Jakarta – Legislator Partai Kebangkitan Bangsa (PKB) Syaiful Huda sedang menginisiasi Rancangan Undang-Undang (RUU) tentang Pekerja Gig di Indonesia. Inisiatif ini penting dilakukan untuk melindungi hak-hak pekerja yang semakin meningkat dalam ekosistem digital.
Huda mengungkapkan bahwa dalam era digitalisasi yang pesat, jumlah pekerja dalam ekonomi gig telah meningkat. Dia menekankan perlunya regulasi untuk memastikan kesejahteraan mereka di tengah ketidakpastian yang ada.
Dalam diskusi mengenai inisiatif ini, Syaiful Huda menjelaskan bahwa draf RUU tersebut dibangun berdasarkan tiga pilar utama. Pertama, perlindungan hak dasar bagi pekerja yang berkontribusi dalam dunia digital.
Selain itu, RUU tersebut juga berupaya memberikan kejelasan mengenai kewajiban bagi aplikasi yang memfasilitasi pekerja gig. Ketiga, fokus utama adalah menjamin keselamatan publik yang terkait dengan aktivitas pekerja tersebut.
Perkembangan Ekonomi Gig di Indonesia dan Dampaknya
Perkembangan ekonomi gig di Indonesia mencerminkan perubahan besar dalam struktur pekerjaan. Banyak orang saat ini bekerja dalam sektor yang sebelumnya tidak terduga, seperti transportasi daring dan layanan berbasis aplikasi.
Dari sektor transportasi, misalnya, telah muncul platform-platform besar yang menghubungkan pengemudi dengan penumpang. Jutaan mitra pengemudi beroperasi dengan menggunakan aplikasi seperti Gojek dan Grab, mengubah cara orang berpergian dan bekerja.
Namun, tidak hanya sektor transportasi saja yang berkembang pesat. Beragam profesi digital lainnya seperti influencer dan konten kreator juga muncul, menunjukkan bahwa dunia kerja mengalami transformasi yang tidak terbendung.
Sayangnya, meskipun jumlah pekerja dalam sektor ini terus meningkat, regulasi yang ada saat ini masih belum mampu mengakomodasi kebutuhan mereka. Ketiadaan payung hukum telah menempatkan banyak pekerja dalam keadaan rentan.
Kebutuhan Hukum untuk Pekerja Gig
Tidak adanya perlindungan hukum yang jelas menyebabkan pekerja gig menghadapi risiko yang signifikannya. Sebagian besar pekerja ini tidak memiliki fasilitas kesehatan, jaminan sosial, atau kepastian hukum dalam hubungan kerja mereka.
Dalam konteks ini, Undang-Undang Ketenagakerjaan yang berlaku saat ini tidak mencakup klasifikasi sebagai pekerja formal. Hal ini menjadi masalah bagi jutaan orang yang bergantung pada pekerjaan ini untuk memenuhi kebutuhan sehari-hari.

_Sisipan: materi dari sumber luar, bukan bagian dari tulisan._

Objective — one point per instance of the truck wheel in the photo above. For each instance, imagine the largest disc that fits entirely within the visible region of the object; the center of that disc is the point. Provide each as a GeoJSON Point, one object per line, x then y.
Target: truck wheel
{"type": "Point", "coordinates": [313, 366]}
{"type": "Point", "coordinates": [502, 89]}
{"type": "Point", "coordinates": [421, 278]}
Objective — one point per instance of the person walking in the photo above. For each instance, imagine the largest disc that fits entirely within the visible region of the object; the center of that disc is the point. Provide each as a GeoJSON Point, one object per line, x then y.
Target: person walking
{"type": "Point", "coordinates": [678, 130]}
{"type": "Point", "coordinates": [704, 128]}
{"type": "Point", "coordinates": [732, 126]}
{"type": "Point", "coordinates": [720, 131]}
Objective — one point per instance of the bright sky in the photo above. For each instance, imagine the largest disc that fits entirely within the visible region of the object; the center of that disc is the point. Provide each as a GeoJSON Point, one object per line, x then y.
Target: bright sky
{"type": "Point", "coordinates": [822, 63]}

Penting bagi legislator untuk mempercepat pengesahan RUU ini agar perlindungan hukum bagi pekerja gig dapat segera terwujud. Hal ini juga menjadi langkah fundamental dalam menciptakan iklim kerja yang lebih adil.
Dengan adanya UU tersebut, diharapkan akan ada regulasi yang mampu melindungi hak-hak para pekerja gig. Inisiatif ini bisa menjadi langkah awal untuk mengatur sektor yang selama ini belum mendapatkan perhatian yang cukup.
Implikasi bagi Masa Depan Pekerja Gig dan Perusahaan Aplikasi
Pengesahan RUU Pekerja Gig diharapkan dapat membawa perubahan positif bagi pekerja dan perusahaan aplikasi. Dengan adanya peraturan yang jelas, pekerja akan melaksanakan tugasnya dengan lebih tenang, sedangkan perusahaan juga bisa beroperasi dengan lebih bertanggung jawab.
Perusahaan yang mempekerjakan pekerja gig harus memahami bahwa adanya tanggung jawab sosial. Mereka tidak hanya memfasilitasi pekerjaan, tetapi juga harus memastikan bahwa hak-hak pekerja dihormati.
Selain itu, regulasi tersebut juga akan berkontribusi pada pengembangan ekosistem yang lebih berkelanjutan. Pekerja yang terlindungi memiliki potensi lebih besar untuk berkarya, yang pada akhirnya akan berdampak positif pada perekonomian.
Diskusi tentang RUU ini menjadi indikator bahwa pemerintah semakin serius dalam memperhatikan nasib pekerja gig. Langkah-langkah proaktif harus dilakukan agar perlindungan yang diinginkan dapat segera terwujud.